Research, sonification, User interfaces

Week 3 Update: I see what you mean/ I hear what you say

This week I will be discussing the main themes of what I have been researching in an attempt to narrow down my search. Once I have done this, hopefully I will be able to refine my title and create a more comprehensive search of the plethora of research papers out there regarding sonification.

Screen Shot 2017-06-01 at 01.32.33
Some light bedtime reading

Sonification as a data display tool

Why is it that our culture is so image obsessed? (I’m not talking about what you might think I’m talking about here).

Imagine you’re trying to explain a new concept to someone who knows little or nothing about it.. when they finally get what you’re talking about (depending on how good you are at explaining things ) they might say something along the lines of:

“Ooh.. I see what you mean now.”

But why should they see what you mean? Rather than hear what you say? When discussing new concepts, our initial ideas our usually visualized first. Some other common visualising phrases that have infiltrated our modern vernacular include:

“Let me look into that for you”

“Our company image reflects that of…”

“I have a vision for this project about sonification”

But what if there was another way to think about things? Or more importantly to this research.. what if there was a way to hear things?

Sonification has been around for a while now and there have been lots of useful applications of this. Here is an example of one very interesting TED talk which talks about the use of sonification in particle physics with data from the Large Hadron Collider:

This is just an example of one of the many ways which we might be able to use sonification to enrich our lives and aid our research. In this talk, Asquith’s sonification is using a technique known as parameter mapping [1]. However, I would like to further research areas of sonification which allows the user more interaction with the data than simply listening to it. Another form of sonification occurs in interactive sonification [1], where the user is allowed to interact with the data. This utilizes research from both the field of human-computer interaction and auditory data analysis. Specifically, I would like to look at the use of interfaces in such a system.

Tangible Audio Interfaces

This week I’ve been looking at some novel interfaces for musical exploration in an attempt to consider how to improve the field of user interaction in interactive sonification. One particularly interesting paper I looked at was making a tangible user interface called Musical Trinkets [2]. This was using passive resonant electromagnetically-coupled tags to create a musical controller from various odd-bits.

musical_trinkets
Paradiso and Hsiao’s Musical Trinkets: http://resenv.media.mit.edu/sweptRF.html

This could have interesting applications to a sonification system, where each “trinket” could somehow been related to a parameter in a dataset, or could be used to further explore data through the tactile interface. Over the next few weeks I will be exploring further some tangible audio interfaces.

Spatial Audio

Another interesting concept for sonification is the use of spatial audio. Spatial datasets can be spatialised for both spatial and non-spatial audio and similarly, non-spatial datasets can be for spatial and non-spatial audio [3].

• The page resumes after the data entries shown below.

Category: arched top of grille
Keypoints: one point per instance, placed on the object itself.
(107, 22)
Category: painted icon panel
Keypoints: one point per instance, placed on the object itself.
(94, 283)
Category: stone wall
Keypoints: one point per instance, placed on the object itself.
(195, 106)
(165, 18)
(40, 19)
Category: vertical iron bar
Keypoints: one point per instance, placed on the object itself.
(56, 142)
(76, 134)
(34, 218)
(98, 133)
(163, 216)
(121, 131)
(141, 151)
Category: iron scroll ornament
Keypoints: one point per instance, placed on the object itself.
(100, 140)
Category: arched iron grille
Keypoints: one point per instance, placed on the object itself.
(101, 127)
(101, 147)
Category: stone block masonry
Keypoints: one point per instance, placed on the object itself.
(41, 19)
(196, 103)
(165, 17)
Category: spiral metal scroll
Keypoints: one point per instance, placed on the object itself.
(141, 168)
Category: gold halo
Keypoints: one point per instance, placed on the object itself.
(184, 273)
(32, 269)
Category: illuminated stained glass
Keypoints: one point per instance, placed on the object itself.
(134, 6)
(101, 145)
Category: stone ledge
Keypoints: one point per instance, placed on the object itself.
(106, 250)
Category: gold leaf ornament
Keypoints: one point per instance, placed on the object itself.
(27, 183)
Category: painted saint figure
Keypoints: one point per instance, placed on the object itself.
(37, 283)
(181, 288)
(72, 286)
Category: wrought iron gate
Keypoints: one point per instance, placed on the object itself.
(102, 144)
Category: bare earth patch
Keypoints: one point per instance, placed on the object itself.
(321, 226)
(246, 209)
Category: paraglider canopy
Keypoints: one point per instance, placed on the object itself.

Use of Head-Related Transfer Functions (HRTFs) containing information about interaural time and level differences (ITD and ILD) can be used to give a sound both azimuthal and elevation as seen below:

azimuthal_elevScreen Shot 2017-06-01 at 10.11.00

 

Using spatial sound can be a useful tool for sonification as it allows us to explore the data in new and exciting ways. This work can also then tie together the concepts of spatial audio and user interaction/interfacing.

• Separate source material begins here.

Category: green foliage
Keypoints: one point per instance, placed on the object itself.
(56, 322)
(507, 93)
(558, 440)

All of this has left me with a lot of open doors, so join me again next Friday morning where my task is to try and hone the project in a bit further and get a bit more specific, with a view to creating a title for the project.

Let me know in the comments what you think of this week’s work ! See you next week, where I will be looking further into interactive sonification and user interaction.

References 

[1] T. Hermann and A. Hunt. “Guest editors’ introduction: An introduction to interactive sonification.” IEEE multimedia 12.2 (2005): pp.20-24.

[2] J. A. Paradiso et al. “Tangible music interfaces using passive magnetic tags.” Proceedings of the 2001 conference on New interfaces for musical expression. National University of Singapore, 2001.

[3] T. Nasir and J. C. Roberts. “Sonification of spatial data.” Georgia Institute of Technology, 2007.